FARC, US Government, public domain, 1971


The war between the government and FARC rebels lasted over 50 years, killed over 200,000 people, and displaced millions. And though the intensity of fighting has ebbed over the past decade, this week’s deal is a truly historic one as it provides an opportunity for closure to those who suffered on both sides of the conflict.

But assuming the deal is approved in a national referendum scheduled for October 2, what can we expect in concrete terms for Colombian society?



The deal calls for FARC to lay down its weapons and begin the transition into a political party. Specifically, the FARC’s remaining militias and troops will be divided up and resettled in 23 different ‘normalization zones.’ These zones will be surrounded by a 1km buffer that cannot be breached by Colombian security forces; they will be where rebels are educated and oriented toward civilian life, issued government ID cards, given health care, etc.

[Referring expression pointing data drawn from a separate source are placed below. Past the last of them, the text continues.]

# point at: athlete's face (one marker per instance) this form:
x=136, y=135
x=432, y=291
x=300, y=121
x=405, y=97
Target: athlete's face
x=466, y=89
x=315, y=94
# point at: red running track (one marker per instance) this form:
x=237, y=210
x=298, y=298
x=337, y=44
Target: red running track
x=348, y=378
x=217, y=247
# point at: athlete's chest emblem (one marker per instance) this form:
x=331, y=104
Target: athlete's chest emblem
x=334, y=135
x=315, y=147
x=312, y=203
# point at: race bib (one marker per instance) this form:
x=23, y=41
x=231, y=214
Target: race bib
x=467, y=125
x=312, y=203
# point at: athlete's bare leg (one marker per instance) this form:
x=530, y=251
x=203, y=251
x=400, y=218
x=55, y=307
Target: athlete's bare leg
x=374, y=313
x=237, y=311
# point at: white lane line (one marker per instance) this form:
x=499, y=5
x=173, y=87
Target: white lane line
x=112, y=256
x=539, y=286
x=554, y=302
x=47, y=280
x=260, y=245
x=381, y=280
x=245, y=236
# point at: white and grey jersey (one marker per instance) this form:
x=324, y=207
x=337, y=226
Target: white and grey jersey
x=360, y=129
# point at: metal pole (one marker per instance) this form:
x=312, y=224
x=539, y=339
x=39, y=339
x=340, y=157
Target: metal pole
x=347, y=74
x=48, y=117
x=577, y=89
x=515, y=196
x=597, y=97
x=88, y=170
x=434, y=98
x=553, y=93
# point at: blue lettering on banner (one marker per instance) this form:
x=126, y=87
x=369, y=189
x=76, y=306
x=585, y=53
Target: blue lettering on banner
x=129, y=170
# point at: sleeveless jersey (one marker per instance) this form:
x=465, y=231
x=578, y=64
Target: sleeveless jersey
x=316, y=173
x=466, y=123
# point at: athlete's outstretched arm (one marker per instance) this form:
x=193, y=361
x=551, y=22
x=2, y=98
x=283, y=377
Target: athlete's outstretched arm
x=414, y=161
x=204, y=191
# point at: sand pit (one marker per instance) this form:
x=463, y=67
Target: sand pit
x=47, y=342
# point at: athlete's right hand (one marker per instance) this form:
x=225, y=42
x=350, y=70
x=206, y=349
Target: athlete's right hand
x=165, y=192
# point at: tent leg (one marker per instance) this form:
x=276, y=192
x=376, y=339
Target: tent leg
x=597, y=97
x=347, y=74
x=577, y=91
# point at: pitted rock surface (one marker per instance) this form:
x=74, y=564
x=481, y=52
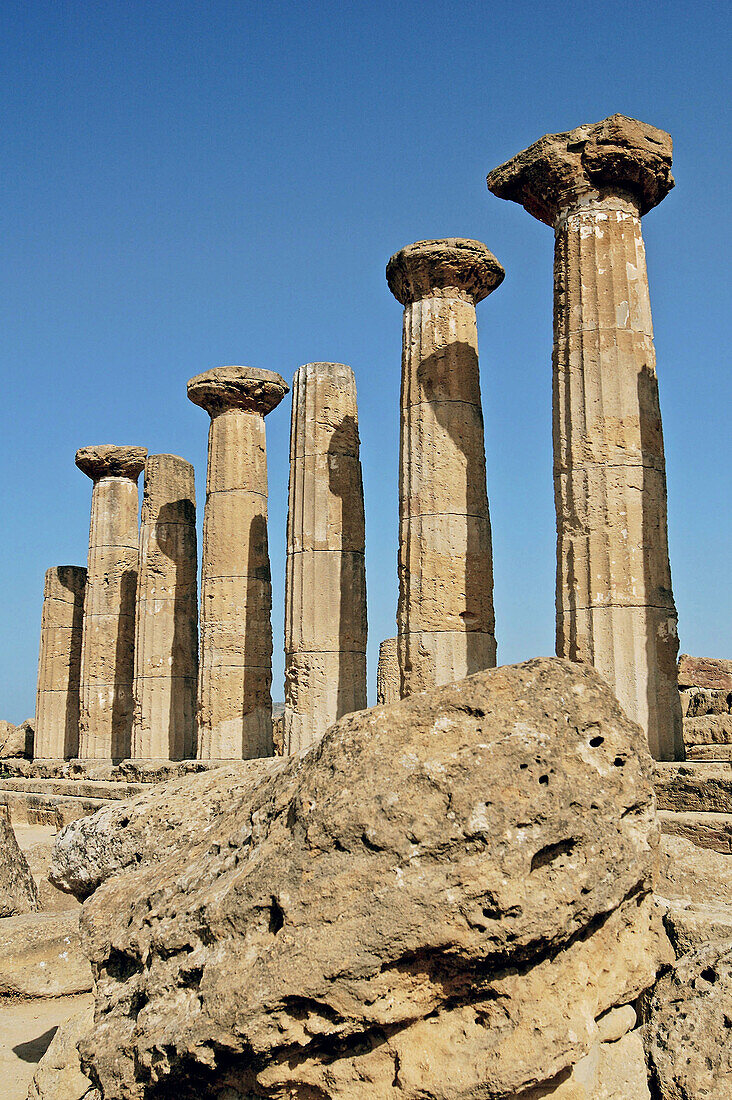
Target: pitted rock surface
x=688, y=1032
x=441, y=897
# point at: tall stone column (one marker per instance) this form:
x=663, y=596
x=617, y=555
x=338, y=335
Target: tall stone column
x=614, y=602
x=235, y=677
x=445, y=617
x=59, y=663
x=108, y=635
x=388, y=674
x=166, y=622
x=325, y=590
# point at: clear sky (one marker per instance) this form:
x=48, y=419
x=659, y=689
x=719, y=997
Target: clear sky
x=194, y=184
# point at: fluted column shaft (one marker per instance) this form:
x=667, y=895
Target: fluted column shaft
x=388, y=674
x=235, y=679
x=166, y=622
x=445, y=615
x=614, y=602
x=325, y=585
x=59, y=663
x=108, y=634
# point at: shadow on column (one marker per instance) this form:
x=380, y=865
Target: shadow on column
x=661, y=658
x=175, y=527
x=345, y=483
x=124, y=669
x=258, y=627
x=440, y=377
x=74, y=684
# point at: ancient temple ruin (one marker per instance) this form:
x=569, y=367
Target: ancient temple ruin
x=122, y=673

The disarmament and varication process will be overseen by a UN mission composed of unarmed political observers. This mission will collect all of the FARCs weapons, which will then be melted down into three monuments to be built at a later date. Individual rebels will hand over their weapons to the mission within the normalization zones.

The process will be guaranteed by the Colombian government, which will form mixed (rebel and regular) security units to police and protect newly decommissioned rebels.

The final deal will be voted on by Colombian citizens in a national plebiscite on October 2. Some recent polls find that the overwhelming majority of them are prepared to vote ‘yes.’ Others are showing a much closer race.